Let Y be a random variable with $$0\le Y\le 1.$$Show that $$var(Y)\le 1/4 $$ and that $$var(Y)= 1/4 $$ if and only if P(0)=1/2=P(1).

Answer 1

If $0\le Y\le 1$ with probability $1$, we have $Y^2\le Y$ with probability $1$. Thus the variance of $Y$ is $\le \mu-\mu^2$, where $\mu$ is the mean. Note that the function $t-t^2$ attains a maximum of $\frac{1}{4}$ at $t=\frac{1}{2}$.

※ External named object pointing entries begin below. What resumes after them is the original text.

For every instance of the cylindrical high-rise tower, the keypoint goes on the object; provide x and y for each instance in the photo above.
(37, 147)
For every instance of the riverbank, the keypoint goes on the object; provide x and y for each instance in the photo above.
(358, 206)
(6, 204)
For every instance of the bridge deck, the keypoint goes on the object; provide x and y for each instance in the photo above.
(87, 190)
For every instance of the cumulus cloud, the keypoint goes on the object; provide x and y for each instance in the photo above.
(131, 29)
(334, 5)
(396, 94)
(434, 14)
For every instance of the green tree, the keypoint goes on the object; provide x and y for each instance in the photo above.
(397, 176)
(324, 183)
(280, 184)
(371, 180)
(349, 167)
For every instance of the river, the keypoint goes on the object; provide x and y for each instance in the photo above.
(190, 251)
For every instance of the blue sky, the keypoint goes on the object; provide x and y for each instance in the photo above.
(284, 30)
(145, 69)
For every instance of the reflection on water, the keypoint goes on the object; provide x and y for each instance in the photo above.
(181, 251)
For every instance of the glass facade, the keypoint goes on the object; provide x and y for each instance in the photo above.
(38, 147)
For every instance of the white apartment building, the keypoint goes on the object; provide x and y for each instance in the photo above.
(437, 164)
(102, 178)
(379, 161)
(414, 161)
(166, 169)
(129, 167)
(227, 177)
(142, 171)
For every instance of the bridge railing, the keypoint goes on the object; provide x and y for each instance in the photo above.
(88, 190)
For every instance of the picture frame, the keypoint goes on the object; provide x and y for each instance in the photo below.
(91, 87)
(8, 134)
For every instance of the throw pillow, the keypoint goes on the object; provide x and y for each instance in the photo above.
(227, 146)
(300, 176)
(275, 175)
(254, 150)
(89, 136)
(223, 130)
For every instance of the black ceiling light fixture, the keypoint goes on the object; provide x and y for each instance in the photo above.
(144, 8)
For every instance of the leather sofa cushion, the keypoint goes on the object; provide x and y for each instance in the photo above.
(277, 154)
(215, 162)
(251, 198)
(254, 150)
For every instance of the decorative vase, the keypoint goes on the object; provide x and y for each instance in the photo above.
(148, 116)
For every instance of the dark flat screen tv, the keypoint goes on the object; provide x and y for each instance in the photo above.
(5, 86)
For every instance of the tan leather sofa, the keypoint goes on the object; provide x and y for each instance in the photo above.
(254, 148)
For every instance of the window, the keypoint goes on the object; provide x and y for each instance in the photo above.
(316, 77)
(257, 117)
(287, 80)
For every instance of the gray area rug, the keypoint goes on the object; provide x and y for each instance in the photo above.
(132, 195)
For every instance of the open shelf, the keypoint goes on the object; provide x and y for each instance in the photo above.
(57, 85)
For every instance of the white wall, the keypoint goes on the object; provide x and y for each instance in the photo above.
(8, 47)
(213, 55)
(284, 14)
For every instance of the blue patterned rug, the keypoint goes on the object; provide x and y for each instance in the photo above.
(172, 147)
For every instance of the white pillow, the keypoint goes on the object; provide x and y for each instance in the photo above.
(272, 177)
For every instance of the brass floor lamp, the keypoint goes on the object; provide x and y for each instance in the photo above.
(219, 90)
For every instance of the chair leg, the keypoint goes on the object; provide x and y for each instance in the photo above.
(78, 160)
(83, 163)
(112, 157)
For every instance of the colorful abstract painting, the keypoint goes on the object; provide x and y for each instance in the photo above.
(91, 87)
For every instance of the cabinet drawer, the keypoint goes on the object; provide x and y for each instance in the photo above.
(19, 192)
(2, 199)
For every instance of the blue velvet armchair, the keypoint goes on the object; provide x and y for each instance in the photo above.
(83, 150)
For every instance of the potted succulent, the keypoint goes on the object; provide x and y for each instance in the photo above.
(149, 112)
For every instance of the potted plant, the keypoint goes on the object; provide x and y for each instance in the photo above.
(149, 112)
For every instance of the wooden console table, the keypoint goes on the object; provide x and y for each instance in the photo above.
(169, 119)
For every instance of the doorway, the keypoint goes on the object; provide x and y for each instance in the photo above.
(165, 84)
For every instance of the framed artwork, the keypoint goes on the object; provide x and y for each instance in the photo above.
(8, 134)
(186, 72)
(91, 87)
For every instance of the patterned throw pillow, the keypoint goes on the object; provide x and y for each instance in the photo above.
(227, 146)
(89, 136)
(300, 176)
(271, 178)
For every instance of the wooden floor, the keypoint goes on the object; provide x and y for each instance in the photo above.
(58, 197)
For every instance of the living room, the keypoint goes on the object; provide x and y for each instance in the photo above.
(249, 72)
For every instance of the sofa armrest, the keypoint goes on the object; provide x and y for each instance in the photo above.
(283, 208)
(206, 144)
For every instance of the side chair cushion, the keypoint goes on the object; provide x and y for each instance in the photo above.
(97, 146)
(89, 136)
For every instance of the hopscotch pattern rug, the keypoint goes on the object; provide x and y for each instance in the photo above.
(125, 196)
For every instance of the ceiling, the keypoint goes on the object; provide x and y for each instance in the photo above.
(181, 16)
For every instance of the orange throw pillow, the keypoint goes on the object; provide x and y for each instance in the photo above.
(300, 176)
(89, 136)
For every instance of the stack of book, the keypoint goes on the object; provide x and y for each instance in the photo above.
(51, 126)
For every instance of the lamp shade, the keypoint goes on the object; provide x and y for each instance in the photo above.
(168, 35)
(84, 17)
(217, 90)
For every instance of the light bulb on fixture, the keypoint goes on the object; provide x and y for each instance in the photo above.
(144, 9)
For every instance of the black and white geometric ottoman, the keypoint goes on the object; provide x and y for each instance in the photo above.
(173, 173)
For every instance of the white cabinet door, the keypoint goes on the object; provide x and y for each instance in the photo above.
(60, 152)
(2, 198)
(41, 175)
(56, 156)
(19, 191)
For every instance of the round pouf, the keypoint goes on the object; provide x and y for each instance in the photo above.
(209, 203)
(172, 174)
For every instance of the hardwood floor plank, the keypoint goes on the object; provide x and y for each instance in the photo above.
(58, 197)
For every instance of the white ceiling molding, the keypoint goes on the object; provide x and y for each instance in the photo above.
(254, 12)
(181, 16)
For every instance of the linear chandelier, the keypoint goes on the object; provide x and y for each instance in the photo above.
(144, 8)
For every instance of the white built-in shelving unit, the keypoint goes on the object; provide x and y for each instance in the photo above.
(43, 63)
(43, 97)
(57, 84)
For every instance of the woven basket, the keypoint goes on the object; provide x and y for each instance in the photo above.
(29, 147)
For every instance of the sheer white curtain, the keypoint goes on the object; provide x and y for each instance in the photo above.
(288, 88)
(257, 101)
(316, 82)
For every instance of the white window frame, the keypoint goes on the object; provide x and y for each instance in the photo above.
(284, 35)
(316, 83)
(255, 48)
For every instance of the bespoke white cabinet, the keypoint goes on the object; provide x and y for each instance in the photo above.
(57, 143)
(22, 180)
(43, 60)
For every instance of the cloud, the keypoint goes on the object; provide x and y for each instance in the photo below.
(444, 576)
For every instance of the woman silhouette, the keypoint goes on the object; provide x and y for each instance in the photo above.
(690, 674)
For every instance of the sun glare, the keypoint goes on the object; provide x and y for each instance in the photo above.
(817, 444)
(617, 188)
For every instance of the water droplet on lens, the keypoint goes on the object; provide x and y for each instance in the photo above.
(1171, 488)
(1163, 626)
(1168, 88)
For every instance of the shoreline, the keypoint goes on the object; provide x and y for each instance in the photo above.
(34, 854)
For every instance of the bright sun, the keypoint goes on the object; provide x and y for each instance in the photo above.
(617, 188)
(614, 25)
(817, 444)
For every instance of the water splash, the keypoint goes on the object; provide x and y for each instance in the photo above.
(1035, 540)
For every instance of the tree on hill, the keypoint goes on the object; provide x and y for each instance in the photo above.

The maximum is attained precisely if $Y=Y^2$ with probability $1$, and the mean is $\frac{1}{2}$. Thus with probability $1$ we must have $Y=0$ or $Y=1$. The condition $\mu=\frac{1}{2}$ does the rest. For if $Y=1$ with probability $p\ne \frac{1}{2}$, then $\mu\ne \frac{1}{2}$.

Answer 2

Since $Y(1-Y)\geq0$ we conclude that $$ \mathbb{E}Y-(\mathbb{E}Y)^2-\mathrm{var}(Y)=\mathbb{E}Y-\mathbb{E}Y^2=\mathbb{E}(Y-Y^2)\geq0 $$ Thus $$\mathrm{var}(Y)\leq(\mathbb{E}Y)(1-\mathbb{E}Y)\leq \frac{1}{4}$$ Now equality folds if and only if $\mathbb{E}Y=1/2$ and $Y=Y^2$, $P$-a.s., or equivalently $P(Y\notin\{0,1\})=0$. That is if $Y$ is a Bernoulli trial with equal probability.